Curtis McCord, analyste politique au Canadian Anti-Monopoly Project, a déclaré que le gouvernement pouvait également utiliser son pouvoir d’achat.

« Cela ne signifie pas nécessairement qu’il doive changer de partenaire commercial, mais qu’il doit modifier les conditions de ses contrats » en n’achetant que des technologies interopérables ou substituables, a expliqué M. McCord.

« Cela permet de réduire les coûts de changement de fournisseur au cas où ils souhaiteraient éventuellement changer de prestataire. En effet, tous les fournisseurs avec lesquels ils travaillent disposeront d’un système compatible, car l’interopérabilité sera intégrée par les fournisseurs afin de répondre aux exigences du contrat », a-t-il ajouté.

M. McCord espère que, dans sa stratégie en matière d’IA, le gouvernement considère « la concurrence comme essentielle dès le départ ».

Éviter le « maplewashing »

Le rapport indique que le gouvernement ne devrait pas répondre au problème en se contentant d’orienter les financements vers les entreprises de télécommunications nationales.
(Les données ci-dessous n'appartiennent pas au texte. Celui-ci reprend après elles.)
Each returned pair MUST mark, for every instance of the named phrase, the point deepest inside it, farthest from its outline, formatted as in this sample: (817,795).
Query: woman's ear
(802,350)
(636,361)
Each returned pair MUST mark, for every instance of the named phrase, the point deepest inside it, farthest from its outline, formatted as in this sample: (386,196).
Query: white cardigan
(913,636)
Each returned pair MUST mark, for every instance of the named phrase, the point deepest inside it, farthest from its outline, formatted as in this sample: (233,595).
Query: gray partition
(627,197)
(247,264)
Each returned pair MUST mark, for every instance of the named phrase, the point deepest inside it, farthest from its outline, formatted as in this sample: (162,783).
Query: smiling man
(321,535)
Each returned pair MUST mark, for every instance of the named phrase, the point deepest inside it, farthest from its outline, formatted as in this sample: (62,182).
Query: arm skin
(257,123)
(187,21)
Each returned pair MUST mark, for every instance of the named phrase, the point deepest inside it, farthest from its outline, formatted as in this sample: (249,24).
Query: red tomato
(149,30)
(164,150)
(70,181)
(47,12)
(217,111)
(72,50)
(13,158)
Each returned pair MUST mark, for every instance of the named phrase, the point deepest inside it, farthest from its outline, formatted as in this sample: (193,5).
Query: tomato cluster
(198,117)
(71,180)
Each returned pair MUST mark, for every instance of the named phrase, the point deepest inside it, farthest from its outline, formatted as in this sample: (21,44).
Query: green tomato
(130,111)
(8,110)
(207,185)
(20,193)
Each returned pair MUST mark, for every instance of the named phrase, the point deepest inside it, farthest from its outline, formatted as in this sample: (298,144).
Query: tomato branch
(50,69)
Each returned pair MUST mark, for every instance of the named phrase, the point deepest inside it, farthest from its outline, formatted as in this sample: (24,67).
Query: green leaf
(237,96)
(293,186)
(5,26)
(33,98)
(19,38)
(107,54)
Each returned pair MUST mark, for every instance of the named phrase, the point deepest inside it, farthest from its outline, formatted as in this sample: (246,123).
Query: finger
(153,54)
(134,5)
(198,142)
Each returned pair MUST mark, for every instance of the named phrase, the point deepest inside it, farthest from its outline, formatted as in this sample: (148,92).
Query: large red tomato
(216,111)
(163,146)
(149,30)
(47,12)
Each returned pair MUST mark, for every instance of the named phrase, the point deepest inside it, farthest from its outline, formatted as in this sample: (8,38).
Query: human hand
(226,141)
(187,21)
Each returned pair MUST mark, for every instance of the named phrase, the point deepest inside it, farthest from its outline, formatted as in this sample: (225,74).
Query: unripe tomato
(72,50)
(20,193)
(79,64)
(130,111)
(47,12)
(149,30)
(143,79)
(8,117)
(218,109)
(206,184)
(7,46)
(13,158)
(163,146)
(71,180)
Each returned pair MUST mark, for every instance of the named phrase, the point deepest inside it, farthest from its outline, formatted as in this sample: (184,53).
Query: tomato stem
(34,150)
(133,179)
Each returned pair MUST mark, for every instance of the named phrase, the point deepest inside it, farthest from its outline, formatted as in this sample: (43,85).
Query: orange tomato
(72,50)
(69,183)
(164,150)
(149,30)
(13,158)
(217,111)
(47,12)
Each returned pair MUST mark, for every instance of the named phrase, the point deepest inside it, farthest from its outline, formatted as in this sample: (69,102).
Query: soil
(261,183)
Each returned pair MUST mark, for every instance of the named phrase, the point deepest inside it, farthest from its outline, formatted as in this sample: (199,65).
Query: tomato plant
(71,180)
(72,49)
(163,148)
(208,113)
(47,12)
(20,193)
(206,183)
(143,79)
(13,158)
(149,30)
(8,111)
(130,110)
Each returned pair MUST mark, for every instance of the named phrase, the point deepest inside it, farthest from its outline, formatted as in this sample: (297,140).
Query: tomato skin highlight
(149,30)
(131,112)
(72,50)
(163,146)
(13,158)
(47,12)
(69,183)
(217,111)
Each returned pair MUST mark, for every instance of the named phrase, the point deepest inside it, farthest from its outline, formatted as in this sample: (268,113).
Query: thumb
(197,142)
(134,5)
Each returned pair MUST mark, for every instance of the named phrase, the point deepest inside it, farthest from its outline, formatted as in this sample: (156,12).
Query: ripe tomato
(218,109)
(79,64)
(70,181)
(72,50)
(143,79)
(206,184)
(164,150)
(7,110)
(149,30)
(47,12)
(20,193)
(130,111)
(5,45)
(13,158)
« Sans politique de concurrence et sans réglementation adéquates, l’octroi de fonds publics aux oligopoles nationaux de télécommunications du Canada sans conditions claires en matière d’interopérabilité fondées sur des normes de facto ne ferait que transférer le contrôle du marché à ces entreprises », souligne le rapport.

Il qualifie un tel résultat de « dépendance “maplewashed”, qui reproduit les problèmes structurels du marché actuel avec des performances inférieures ».